15.12.19

Patrimonio immateriale dell’umanità 
anche l’Alpinismo e la Perdonanza Celestiniana

Transumanza, l’Unesco ha detto sì


E il Mibac costituisce la Commissione per interventi siti Unesco, 
presieduta da Carla Di Francesco


di Anna Beatrice d’Assergi

E’ fatta. L’Unesco ha detto “sì”, la Transumanza è patrimonio immateriale dell’umanità, lo ha deciso all'unanimità il Comitato riunitosi a Bogotà, e con lei lo sono anche l’Alpinismo e la Perdonanza Celestiniana. Non solo vince l’Italia: vince l’Abruzzo, che nella sua morfologia ricomprende tutte e tre queste fenomenologie. Nel centro Italia, infatti, è noto l’impegno di Amatrice in questa battaglia per il riconoscimento di questa antica pratica: Amatrice, oggi nel Lazio, fino al 1927 era situata in Abruzzo, precisamente in provincia de L’Aquila. La Transumanza, che vede Amatrice tra i suoi maggiori sponsor per la candidatura andata a buon fine, è l’origine anche della fama mondiale di questo spicchio di mondo, recentemente su tutte le prime pagine e in tutti i telegiornali a causa del maledetto sisma che l’ha devastata nel 2016. Ma Amatrice, famosa lo era già da prima, per via del suo piatto, l’Amatriciana.

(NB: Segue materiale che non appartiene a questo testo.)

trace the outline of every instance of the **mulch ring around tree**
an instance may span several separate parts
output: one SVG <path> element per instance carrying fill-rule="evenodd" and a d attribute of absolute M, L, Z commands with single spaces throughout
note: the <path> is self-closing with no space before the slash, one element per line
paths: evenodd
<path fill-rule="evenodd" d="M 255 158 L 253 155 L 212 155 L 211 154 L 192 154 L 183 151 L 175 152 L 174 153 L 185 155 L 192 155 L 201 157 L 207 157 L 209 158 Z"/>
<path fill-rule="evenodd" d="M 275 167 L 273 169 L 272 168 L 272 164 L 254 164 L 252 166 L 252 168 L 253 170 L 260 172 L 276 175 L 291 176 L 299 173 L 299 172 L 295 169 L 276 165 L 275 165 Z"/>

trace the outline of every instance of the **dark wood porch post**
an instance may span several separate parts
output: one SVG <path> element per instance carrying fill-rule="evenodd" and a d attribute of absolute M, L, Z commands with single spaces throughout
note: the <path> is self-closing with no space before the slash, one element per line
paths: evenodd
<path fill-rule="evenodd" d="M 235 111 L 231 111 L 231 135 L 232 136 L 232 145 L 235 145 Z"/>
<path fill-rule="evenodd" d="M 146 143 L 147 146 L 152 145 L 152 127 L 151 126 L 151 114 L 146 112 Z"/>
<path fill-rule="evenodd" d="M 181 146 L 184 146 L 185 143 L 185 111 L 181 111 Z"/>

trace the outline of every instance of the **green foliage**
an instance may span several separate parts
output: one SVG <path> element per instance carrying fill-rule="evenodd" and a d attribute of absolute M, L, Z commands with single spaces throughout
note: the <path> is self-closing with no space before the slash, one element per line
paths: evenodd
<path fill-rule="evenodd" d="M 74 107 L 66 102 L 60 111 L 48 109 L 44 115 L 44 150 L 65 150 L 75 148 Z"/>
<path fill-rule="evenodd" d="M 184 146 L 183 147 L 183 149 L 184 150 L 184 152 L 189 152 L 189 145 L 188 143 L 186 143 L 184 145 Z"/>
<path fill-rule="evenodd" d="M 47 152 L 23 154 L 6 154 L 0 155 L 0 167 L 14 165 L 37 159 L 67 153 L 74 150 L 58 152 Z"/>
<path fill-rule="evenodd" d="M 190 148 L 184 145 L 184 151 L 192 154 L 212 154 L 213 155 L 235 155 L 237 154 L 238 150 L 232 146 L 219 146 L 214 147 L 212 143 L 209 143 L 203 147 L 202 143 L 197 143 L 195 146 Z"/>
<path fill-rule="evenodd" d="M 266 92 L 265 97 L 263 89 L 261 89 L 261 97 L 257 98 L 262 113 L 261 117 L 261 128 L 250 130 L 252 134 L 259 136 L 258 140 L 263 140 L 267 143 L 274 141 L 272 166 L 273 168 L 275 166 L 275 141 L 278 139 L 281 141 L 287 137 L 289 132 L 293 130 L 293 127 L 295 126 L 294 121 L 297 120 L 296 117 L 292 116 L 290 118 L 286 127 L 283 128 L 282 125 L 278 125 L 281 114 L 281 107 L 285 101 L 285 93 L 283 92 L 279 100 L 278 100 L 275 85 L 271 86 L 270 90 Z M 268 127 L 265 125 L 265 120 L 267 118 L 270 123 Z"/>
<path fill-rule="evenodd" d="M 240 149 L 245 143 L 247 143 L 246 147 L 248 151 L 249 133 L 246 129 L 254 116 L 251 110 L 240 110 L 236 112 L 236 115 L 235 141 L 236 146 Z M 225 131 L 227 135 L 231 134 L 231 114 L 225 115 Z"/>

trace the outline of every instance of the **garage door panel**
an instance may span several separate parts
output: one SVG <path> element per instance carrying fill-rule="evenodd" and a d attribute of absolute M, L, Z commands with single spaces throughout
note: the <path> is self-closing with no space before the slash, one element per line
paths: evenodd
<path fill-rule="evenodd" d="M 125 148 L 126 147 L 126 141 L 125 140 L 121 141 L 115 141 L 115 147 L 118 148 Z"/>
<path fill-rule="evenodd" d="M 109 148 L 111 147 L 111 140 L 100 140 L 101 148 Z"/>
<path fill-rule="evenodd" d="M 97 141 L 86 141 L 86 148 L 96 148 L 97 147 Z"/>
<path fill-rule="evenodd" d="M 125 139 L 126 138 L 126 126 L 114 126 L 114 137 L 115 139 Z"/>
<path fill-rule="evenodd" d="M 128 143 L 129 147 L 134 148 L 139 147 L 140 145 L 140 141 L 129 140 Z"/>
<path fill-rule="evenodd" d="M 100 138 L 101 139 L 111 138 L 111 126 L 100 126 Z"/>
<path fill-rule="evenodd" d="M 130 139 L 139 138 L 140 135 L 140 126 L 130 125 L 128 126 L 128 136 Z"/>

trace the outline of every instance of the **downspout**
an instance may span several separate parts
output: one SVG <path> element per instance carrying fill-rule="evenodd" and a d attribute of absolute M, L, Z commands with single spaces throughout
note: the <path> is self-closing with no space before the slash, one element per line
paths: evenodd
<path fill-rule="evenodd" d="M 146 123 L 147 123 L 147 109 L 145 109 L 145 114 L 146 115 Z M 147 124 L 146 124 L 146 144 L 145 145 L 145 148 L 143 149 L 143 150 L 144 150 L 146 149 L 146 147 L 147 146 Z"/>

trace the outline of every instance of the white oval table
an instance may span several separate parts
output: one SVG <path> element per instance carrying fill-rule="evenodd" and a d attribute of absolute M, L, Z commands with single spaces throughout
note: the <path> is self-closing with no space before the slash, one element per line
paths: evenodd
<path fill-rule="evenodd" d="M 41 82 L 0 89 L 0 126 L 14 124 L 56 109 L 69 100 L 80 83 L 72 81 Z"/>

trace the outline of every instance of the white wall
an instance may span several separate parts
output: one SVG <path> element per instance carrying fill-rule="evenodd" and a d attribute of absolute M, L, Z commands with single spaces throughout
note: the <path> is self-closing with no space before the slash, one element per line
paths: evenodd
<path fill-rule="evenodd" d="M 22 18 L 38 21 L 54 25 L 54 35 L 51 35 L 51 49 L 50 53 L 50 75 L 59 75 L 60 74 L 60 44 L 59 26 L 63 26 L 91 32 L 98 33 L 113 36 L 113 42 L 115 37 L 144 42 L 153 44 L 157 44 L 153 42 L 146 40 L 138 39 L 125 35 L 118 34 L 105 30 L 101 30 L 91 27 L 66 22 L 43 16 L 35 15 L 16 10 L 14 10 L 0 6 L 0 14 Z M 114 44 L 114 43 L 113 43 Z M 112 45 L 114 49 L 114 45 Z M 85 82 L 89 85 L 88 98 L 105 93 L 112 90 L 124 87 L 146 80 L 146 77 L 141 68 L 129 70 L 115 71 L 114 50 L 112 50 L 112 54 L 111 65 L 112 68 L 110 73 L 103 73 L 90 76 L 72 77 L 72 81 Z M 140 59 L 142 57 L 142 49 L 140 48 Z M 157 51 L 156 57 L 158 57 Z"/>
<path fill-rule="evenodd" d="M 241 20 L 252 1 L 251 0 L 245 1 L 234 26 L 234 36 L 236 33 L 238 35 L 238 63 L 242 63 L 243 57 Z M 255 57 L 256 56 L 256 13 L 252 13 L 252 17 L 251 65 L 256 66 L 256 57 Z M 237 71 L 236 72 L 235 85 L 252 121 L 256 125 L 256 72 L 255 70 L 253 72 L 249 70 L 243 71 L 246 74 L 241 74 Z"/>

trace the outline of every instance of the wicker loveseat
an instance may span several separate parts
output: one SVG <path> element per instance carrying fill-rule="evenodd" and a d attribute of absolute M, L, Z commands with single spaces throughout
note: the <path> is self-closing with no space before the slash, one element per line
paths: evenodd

E l’Amatriciana nasce proprio lì, tra i pastori transumanti, che discendendo le montagne per raggiungere con le greggi le pianure, portavano con sé spaghetti, guanciale e pecorino. Il pomodoro è arrivato dopo, si sa. Questa terra che ha sofferto una devastazione senza pari, ha trovato la forza di rinascere dalle sue tradizioni, dalla sua storia: l’Amatriciana ormai è al traguardo della qualifica STG, la Transumanza è patrimonio dell’umanità: e Amatrice ha fatto la sua parte con un coraggio esemplare, ha ingoiato le lacrime e ha lottato con ogni mezzo per sostenere queste due battaglie, e le ha vinte. Tutte e due.
Ma, dicevamo, l’Abruzzo. L’Abruzzo forte e generoso, quell’Abruzzo che dieci anni fa ha visto L’Aquila crollare sotto i colpi del terremoto, e non si è arreso, e con lui la grande città dell’Aquila, altro esempio di coraggio, di fede, di tenacia. La Perdonanza Celestiniana: la Bolla del Perdono di Celestino V  - siamo nel 1294, in pieno Medioevo – con cui il Pontefice concesse l’indulgenza plenaria a chiunque fosse entrato a Collemaggio. 725 anni di storia, gelosamente custodita dagli Aquilani nonostante tutto, oggi sono patrimonio mondiale. E, ancora, l’Alpinismo. L’alpinismo si pratica in molte zone montane del Belpaese, e tra queste c’è – ancora una volta – l’operoso e coraggioso Abruzzo.
Adesso si tratta di non disperdere questa opportunità: questa occasione è unica e il centro Italia deve, più di altre zone dello Stivale, farsi carico della responsabilità di cogliere l’attimo e di non vanificare il lungo impegno di tanta gente. Ad Amatrice – lo dice il Comune in una nota alla stampa – intorno alla Transumanza si sono radunate tantissime realtà locali: persone, associazioni, gruppi di lavoro. Tutti insieme, superando ogni tipo di divisione, si sono messi al lavoro, trovando un comune denominatore: la loro storia, le loro radici. Ammirevole, quel che è successo in quell’angolo di mondo al confine tra Lazio, Marche e Abruzzo, con una città che non c’è più, con un popolo che ancora piange i suoi morti sotto le macerie e che non ha più una casa, e che – nonostante questo – con anima e cuore, e mani, e testa, si mette al servizio di un passato che deve essere anche presente e soprattutto futuro.
Ora la sfida è tutta nelle mani delle comunità, che dovranno essere in grado di sostenere il peso di un onore così grande: essere portatrici del testimone alle future generazioni di qualcosa che esiste da quando esiste l’uomo, di qualcosa che è destinato a restare nella storia dell’umanità. E sta, anche, alle Istituzioni: anche a queste va un plauso per aver voluto puntare sulle radici, sulla storia, sulle tradizioni più radicate di un popolo. E anche per esse vale lo stesso monito: non sia sprecata questa occasione.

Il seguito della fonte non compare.